Accelerated Changes in White Matter Microstructure during Aging: A Longitudinal Diffusion Tensor Imaging Study

It is well established that human brain white matter structure changes with aging, but the timescale and spatial distribution of this change remain uncertain. Cross-sectional diffusion tensor imaging (DTI) studies indicate that, after a period of relative stability during adulthood, there is an accelerated decline in anisotropy and increase in diffusivity values during senescence; and, spatially, results have been discussed within the context of several anatomical frameworks.
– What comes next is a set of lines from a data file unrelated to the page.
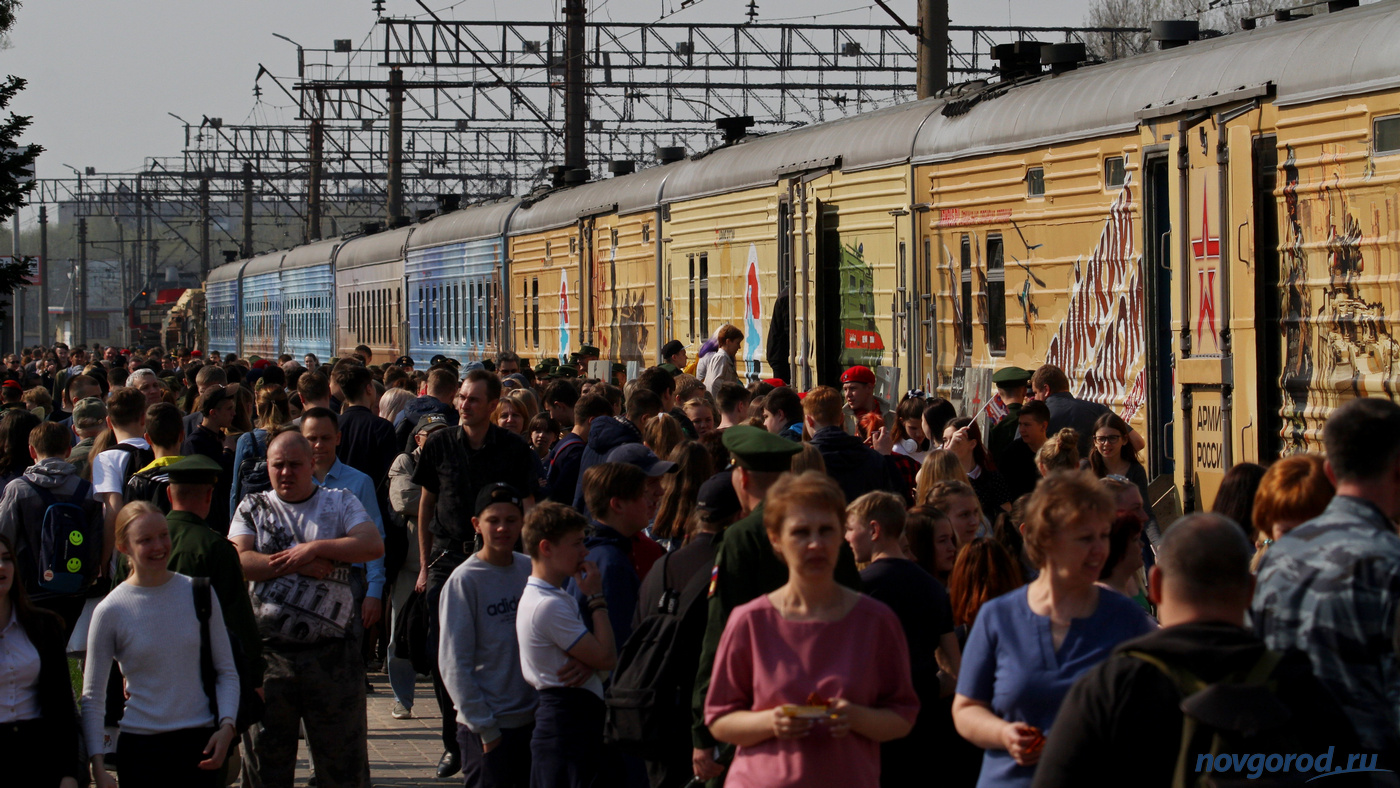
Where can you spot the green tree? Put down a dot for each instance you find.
(16, 163)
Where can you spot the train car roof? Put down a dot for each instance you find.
(371, 249)
(265, 263)
(311, 255)
(870, 140)
(622, 195)
(471, 223)
(226, 272)
(1339, 53)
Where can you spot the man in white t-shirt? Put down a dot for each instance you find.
(297, 543)
(111, 469)
(567, 743)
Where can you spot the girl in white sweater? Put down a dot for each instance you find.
(170, 732)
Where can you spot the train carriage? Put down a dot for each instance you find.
(455, 269)
(370, 307)
(223, 305)
(308, 300)
(262, 307)
(818, 212)
(1201, 237)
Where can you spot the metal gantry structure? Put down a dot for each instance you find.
(480, 109)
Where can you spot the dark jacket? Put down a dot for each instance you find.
(606, 434)
(367, 444)
(612, 552)
(58, 710)
(1124, 720)
(562, 469)
(417, 409)
(853, 465)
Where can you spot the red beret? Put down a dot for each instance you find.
(858, 375)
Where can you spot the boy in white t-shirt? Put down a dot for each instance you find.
(567, 743)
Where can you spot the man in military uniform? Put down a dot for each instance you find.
(1011, 384)
(745, 564)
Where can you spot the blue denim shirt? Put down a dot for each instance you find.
(345, 477)
(1330, 588)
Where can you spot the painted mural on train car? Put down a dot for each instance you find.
(1337, 340)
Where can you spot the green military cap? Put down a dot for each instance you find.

However, inferring trajectories of change from cross-sectional data can be challenging; and, as yet, there have been no longitudinal reports of the timescale and spatial distribution of age-related white matter change in healthy adults across the adult lifespan. In a longitudinal DTI study of 203 adults between 20 and 84 years of age, we used tract-based spatial statistics to characterize the pattern of annual change in fractional anisotropy, axial diffusivity, radial diffusivity, and mean diffusivity and examined whether there was an acceleration of change with age. We found extensive and overlapping significant annual decreases in fractional anisotropy, and increases in axial diffusivity, radial diffusivity, and mean diffusivity. Spatially, results were consistent with inferior-to-superior gradients of lesser-to-greater vulnerability. Annual change increased with age, particularly within superior regions, with age-related decline estimated to begin in the fifth decade. Charting white matter microstructural changes in healthy aging provides essential context to clinical studies, and future studies should compare age trajectories between healthy participants and at-risk populations and also explore the relationship between DTI rates of change and cognitive decline.

[1]  T. Salthouse Selectivity of attrition in longitudinal studies of cognitive functioning. , 2014, The journals of gerontology. Series B, Psychological sciences and social sciences.

[2]  John O. Willis,et al.  Wechsler Abbreviated Scale of Intelligence , 2014 .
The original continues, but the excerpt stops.